Second, the cost of oil production varies from region to region. Most of the world's cheaper barrels are produced by state-run companies in the Middle East, Latin America, and Africa using conventional drilling techniques. Production from these regions falls on the lower end of the cost curve. A higher operational exposure to these regions helps generate higher profit margins. Middle East and Asia operations generate the highest before-tax profit margins for the biggest three services companies -- Schlumberger (SLB -0.71%), Halliburton (HAL -1.80%), and Baker Hughes (BHI):

Sources: Company filings. LTM Q2 2015 data used for all companies. Graphics by author.

In addition, greater diversification means greater immunity to region-specific disruptions, even though geopolitical tensions don't necessarily disrupt oil production. For example, Iraq managed to maintain and even increase its crude-oil output despite violent sectarian clashes this year. However, that hasn't always been the case.

Currently, the best example fulfilling the criteria would be SchlumbergerThe Curacao-registered, Houston-based services giant has a solid, diversified exposure to international operations in addition to holding a competitive position in the North American market. The company's geographical revenue mix is the most attractive among all oilfield-services companies. No single region commands more than 32% of Schlumberger's total revenue. Here's a visual breakdown of Schlumberger's revenue mix over the past four quarters:

Source: Company filings. Graphics by author.

In comparison, 52% of Haliburton's revenue are tied to North American operations while the rest of the revenue came from international operations. Similarly, for Baker Hughes, 47% of its revenue comes from North America. In addition, the chart above depicting region-wise profit margins shows that Schlumberger's margins are superior to those of Halliburton and Baker Hughes.

Invest in market leaders specializing in a niche within the services space
Companies that have specialized in a particular sub-segment in the oilfield-services space -- and eventually went on to become market leaders in that space -- have performed extremely well.

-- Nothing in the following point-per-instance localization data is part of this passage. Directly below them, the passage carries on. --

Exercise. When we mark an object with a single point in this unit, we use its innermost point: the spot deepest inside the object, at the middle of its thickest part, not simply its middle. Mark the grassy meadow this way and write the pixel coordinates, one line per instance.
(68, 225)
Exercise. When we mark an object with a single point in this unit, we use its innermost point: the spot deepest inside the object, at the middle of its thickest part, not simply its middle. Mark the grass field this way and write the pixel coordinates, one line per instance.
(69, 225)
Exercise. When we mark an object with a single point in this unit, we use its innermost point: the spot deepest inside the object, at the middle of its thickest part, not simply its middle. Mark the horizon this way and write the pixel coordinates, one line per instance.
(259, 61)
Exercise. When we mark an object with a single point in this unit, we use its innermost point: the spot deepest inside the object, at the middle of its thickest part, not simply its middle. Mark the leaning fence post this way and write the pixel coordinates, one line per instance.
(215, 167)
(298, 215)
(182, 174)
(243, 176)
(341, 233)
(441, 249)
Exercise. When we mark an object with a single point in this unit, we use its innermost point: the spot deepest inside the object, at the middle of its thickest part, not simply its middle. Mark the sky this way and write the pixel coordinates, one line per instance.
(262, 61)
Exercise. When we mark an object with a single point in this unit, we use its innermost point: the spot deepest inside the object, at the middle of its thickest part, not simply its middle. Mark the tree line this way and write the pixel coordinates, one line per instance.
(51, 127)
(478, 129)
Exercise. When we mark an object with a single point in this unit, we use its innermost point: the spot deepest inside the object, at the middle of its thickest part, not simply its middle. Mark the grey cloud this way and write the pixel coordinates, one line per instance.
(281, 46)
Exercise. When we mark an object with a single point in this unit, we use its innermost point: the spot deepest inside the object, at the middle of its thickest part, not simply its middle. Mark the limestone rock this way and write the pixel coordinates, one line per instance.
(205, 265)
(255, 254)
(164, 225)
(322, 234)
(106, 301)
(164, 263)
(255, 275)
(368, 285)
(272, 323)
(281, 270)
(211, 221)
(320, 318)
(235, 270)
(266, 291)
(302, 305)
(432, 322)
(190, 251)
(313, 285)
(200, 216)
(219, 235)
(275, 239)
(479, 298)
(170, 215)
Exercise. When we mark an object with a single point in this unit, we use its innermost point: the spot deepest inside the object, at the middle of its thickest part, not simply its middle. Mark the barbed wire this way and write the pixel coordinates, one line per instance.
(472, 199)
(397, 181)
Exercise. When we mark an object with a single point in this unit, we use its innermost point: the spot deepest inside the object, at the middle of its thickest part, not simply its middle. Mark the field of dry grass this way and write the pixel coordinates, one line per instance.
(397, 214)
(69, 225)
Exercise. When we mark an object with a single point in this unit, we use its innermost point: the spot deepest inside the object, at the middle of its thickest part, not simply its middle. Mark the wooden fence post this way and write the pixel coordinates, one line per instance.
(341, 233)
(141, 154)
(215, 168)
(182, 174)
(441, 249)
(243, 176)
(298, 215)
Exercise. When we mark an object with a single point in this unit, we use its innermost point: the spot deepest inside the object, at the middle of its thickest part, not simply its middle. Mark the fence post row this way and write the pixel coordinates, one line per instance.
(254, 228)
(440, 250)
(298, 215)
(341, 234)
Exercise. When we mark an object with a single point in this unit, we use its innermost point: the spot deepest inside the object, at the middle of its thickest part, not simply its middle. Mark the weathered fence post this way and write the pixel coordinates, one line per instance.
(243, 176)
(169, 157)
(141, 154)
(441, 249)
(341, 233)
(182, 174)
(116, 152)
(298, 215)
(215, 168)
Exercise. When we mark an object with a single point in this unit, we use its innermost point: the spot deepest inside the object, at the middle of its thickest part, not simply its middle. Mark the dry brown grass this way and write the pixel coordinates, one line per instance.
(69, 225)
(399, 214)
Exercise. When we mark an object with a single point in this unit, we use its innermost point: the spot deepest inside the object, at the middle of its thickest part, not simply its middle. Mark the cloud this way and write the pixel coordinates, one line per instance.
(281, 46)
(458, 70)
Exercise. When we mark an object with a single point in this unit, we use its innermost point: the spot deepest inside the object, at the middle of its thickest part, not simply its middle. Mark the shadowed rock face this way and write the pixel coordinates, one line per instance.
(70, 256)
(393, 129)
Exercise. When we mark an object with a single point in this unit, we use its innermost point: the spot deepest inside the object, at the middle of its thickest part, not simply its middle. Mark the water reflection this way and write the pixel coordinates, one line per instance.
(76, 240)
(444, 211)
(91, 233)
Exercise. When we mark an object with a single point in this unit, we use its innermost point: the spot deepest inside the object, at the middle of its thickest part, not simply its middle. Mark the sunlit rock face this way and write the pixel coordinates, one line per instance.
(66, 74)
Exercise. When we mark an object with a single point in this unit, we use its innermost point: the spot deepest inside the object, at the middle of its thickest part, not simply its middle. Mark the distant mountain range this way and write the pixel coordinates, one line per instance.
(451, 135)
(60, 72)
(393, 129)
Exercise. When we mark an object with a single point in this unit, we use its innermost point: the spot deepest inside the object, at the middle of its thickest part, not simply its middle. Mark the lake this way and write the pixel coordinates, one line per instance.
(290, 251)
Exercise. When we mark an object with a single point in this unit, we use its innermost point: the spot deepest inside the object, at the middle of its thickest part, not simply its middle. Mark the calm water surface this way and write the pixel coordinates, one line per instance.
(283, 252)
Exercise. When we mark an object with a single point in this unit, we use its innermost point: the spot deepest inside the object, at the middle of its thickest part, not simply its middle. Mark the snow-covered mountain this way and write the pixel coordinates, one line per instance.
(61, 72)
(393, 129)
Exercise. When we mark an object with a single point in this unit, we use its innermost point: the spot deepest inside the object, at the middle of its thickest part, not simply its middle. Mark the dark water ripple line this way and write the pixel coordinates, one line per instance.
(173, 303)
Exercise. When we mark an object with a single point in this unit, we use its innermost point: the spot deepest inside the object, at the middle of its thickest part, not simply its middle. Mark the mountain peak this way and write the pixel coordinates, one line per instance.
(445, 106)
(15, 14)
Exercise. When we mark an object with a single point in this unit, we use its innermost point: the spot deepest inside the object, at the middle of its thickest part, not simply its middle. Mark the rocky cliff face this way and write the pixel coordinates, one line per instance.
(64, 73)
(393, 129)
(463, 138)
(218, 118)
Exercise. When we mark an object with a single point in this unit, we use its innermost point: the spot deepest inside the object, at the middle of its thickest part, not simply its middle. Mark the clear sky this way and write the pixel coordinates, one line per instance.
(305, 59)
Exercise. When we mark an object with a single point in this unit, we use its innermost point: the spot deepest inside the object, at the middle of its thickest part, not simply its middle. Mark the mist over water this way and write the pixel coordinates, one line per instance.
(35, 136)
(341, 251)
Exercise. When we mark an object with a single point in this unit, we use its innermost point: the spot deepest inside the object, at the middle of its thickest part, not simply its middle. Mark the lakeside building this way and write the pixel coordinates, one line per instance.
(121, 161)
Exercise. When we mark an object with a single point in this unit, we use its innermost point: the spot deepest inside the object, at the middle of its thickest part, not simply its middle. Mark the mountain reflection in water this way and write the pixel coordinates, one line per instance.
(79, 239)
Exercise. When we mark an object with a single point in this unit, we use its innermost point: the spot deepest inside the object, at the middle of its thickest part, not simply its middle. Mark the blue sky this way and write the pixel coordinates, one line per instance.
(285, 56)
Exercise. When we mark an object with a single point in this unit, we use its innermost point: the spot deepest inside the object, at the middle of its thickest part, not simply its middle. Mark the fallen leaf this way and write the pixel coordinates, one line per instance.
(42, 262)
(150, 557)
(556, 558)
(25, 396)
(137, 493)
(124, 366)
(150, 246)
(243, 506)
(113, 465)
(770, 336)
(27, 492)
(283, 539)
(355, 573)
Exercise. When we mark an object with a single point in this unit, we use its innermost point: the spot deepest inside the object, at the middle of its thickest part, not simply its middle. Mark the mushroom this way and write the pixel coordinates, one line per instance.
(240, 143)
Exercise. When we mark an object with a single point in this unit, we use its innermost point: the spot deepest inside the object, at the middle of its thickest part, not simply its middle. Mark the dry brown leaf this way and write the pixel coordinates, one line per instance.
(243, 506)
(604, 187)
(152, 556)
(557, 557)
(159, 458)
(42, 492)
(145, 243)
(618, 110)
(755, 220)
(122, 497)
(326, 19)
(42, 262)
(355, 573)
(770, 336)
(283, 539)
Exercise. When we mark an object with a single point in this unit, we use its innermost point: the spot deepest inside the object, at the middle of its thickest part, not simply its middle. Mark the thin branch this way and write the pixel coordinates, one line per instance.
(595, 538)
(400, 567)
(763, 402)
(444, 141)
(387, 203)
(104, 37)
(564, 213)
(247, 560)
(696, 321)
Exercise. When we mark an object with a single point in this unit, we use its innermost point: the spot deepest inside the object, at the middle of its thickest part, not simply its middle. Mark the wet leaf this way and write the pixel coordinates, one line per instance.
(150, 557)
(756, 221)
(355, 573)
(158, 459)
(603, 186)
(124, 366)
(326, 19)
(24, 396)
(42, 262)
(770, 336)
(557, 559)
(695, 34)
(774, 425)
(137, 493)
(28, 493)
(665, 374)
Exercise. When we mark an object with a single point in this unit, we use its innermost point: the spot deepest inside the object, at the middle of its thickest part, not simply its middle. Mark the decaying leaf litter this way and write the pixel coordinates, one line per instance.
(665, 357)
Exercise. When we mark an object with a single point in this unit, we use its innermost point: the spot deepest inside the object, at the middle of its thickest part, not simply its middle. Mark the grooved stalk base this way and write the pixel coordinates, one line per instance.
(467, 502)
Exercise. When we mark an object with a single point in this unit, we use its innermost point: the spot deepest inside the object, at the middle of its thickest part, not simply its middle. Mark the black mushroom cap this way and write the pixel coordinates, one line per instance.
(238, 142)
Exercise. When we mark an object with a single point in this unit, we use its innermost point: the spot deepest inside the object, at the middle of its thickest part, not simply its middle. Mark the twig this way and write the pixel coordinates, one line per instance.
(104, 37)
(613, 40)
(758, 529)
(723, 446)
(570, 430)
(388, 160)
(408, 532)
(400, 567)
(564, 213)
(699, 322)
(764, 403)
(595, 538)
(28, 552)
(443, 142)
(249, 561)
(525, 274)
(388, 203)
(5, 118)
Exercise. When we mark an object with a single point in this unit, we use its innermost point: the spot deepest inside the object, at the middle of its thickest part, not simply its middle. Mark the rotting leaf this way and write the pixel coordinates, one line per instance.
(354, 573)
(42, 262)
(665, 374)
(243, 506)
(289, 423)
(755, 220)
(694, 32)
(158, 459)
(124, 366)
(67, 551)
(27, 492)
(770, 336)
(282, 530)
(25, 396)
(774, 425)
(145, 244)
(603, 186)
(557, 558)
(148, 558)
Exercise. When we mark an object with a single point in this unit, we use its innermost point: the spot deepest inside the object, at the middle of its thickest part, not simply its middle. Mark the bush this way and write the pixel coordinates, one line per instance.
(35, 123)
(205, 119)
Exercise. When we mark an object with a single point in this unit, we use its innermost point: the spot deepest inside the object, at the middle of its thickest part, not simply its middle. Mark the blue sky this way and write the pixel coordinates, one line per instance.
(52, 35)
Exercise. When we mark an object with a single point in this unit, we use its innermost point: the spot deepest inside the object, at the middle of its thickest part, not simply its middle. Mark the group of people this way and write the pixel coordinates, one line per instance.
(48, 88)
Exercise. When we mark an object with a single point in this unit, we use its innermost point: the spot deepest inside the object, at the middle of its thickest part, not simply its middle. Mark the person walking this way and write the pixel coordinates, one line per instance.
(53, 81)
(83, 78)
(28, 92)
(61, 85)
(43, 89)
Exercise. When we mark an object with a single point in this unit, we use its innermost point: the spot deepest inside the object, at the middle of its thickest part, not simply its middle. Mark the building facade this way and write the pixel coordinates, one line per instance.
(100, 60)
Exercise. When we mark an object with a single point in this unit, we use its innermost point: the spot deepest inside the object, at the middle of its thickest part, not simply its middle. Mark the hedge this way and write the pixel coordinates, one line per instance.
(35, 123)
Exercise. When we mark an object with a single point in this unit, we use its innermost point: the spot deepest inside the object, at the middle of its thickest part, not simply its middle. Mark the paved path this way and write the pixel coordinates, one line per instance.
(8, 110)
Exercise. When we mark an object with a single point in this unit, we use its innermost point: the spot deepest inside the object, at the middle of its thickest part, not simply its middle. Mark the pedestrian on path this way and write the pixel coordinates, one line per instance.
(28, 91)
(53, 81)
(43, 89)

Core Laboratories (NYSE: CLB) and Oceaneering International (NYSE: OII) are prime examples of companies who have made a name for themselves in their chosen field and have beaten the broader market comprehensively. Averaged over a whole business or industry cycle, there's no reason why these two companies wouldn't continue their brilliant track record well into the future.

CLB Chart

CLB data by YCharts

Core Laboratories' services should continue to be in demand. Its forte lies in maximizing production from existing oilfields -- conventional, unconventional, and offshore -- and increasing returns for oil-producing companies. Very few companies offer such specialized services with regard to reservoir description and management, with the objective to enhance ultimate recovery volumes. Over the past few years, operating margins have been steadily going up, except for a slight dip in the past 12 months. Additionally, the company has been buying back its own stock, thanks to solid free cash flow generated from its business.

Oceaneering International, on the other hand, has been a market leader for contracted remotely operated vehicles, or ROVs, used in offshore drilling. The company owns 36% of the entire worldwide fleet of 937 ROV systems, and it offers drill support for 58% of global offshore drilling. Another area of expertise for the company is its asset integrity segment. Customers seek Oceaneering's services for maintenance of their offshore assets including sub-sea assets such as flow lines, pipelines, risers, etc. This segment holds a lot of promise for the long run as more offshore development of hydrocarbon reserves take place.

Foolish takeaway
Investing money in oilfield services isn't too difficult if one knows what drives these companies. The two drivers I mentioned should hold true for years to come, because they're more fundamental in nature than event-driven. It's also therefore important to note that in the long run, oil prices will have little to no correlation with oilfield-services stocks. Business fundamentals should instead drive value for these companies.